General
AboutCode Toolkit Defined
AboutCode Toolkit is a tool for your software development team to document your code inside your codebase, typically in preparation for a product release, side-by-side with the actual code. ABOUT file(s) have a simple, standard format that identifies components and their associated licenses. The current AboutCode Toolkit subcommands are:
attrib: Generate a Product Attribution notice document from your ABOUT file(s), JSON, CSV or XLSX. You can also generate documents for other purposes (such as a License Reference) by varying your input control file and your template.

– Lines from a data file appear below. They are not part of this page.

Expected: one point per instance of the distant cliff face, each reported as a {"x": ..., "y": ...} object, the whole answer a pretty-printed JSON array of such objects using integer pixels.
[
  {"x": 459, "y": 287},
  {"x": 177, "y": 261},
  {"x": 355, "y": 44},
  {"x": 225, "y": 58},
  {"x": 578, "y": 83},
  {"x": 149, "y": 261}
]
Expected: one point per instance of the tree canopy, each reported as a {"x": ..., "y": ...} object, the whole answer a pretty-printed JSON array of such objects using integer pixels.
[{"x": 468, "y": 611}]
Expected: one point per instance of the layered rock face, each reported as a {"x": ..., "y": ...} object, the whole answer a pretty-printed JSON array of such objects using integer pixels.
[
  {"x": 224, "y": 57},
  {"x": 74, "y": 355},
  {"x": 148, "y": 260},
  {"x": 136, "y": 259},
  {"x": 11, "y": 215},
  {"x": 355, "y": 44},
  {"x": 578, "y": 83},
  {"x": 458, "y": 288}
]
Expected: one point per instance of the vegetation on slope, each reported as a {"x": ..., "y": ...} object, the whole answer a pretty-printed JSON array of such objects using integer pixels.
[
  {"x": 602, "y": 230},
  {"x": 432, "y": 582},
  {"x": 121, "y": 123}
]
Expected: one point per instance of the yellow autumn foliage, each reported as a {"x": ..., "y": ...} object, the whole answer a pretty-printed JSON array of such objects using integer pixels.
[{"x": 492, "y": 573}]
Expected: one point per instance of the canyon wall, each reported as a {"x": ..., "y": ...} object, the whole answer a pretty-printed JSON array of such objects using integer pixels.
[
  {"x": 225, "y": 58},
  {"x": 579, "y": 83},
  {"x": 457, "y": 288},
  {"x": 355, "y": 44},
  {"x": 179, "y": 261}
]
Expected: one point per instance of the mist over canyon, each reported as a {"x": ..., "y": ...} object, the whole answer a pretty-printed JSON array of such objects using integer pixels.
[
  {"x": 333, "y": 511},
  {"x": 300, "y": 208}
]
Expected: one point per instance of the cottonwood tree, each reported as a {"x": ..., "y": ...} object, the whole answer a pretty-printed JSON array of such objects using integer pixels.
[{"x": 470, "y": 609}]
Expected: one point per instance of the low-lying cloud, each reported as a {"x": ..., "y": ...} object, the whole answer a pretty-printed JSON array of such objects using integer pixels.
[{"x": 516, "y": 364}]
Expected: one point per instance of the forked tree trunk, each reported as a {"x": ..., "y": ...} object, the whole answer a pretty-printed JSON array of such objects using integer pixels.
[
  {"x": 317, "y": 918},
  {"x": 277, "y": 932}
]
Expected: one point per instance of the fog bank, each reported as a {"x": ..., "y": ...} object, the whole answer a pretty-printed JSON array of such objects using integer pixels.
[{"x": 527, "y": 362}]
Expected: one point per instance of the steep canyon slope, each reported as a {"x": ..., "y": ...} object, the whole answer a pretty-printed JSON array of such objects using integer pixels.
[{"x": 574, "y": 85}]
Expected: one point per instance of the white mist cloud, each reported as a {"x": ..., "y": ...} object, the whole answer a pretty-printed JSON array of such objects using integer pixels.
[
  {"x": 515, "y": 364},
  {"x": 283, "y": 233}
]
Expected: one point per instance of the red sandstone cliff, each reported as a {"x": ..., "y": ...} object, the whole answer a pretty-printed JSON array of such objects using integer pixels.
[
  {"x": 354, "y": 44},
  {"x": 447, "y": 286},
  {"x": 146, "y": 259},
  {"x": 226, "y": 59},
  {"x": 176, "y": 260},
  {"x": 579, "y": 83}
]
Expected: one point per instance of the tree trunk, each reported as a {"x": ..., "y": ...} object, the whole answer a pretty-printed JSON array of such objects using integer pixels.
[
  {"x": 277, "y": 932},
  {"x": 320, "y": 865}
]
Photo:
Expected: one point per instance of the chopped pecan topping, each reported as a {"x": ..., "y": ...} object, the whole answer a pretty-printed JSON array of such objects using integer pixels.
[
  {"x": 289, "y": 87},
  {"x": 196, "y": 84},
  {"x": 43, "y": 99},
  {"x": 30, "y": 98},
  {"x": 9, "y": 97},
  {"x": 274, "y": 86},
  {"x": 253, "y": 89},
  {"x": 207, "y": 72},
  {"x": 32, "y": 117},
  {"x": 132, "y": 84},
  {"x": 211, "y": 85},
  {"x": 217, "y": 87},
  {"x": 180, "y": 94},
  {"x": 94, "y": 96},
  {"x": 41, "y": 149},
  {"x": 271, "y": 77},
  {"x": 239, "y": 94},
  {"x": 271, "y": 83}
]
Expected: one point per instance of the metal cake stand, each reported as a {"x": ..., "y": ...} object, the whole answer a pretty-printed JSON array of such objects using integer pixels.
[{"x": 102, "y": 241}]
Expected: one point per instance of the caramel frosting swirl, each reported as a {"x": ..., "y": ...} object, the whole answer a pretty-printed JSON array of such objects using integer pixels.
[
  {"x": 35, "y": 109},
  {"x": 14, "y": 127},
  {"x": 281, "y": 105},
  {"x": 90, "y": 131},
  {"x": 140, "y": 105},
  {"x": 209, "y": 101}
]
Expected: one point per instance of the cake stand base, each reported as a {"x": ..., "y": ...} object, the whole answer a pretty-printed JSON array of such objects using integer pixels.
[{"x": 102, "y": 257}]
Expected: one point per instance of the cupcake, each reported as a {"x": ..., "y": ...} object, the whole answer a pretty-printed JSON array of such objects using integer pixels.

check: A simple command to validate the ABOUT file(s) and output errors/warnings on the terminal.
collect_redist_src: A command to collect and copy sources that have the ‘redistribute’ flagged as ‘True’ in ABOUT file(s) or from an inventory.
gen: Create ABOUT file(s) from a Software Inventory file (.csv, .json or .xlsx format) which is typically created from a software audit, and insert these AboutCode Toolkit files into your codebase. You can regenerate the AboutCode Toolkit files from a new Software Inventory file whenever you make changes.
gen_license: Fetch licenses in the license_expression field and save to the output location.
inventory: Generate a Software Inventory list (.csv, .json or .xlsx format) from your codebase based on ABOUT file(s). Note that this Software Inventory will only include components that have AboutCode Toolkit data. In another word, if you do not create AboutCode Toolkit files for your own original software components, these components will not show up in the generated inventory.
transform: A command to transform an input CSV/JSON/XLSX by applying renaming and/or filtering and then output to a new CSV/JSON/XLSX file.
Additional AboutCode Toolkit information is available at:
See ABOUT File Specification v3.3.2 for an overview and a link to the ABOUT File specification.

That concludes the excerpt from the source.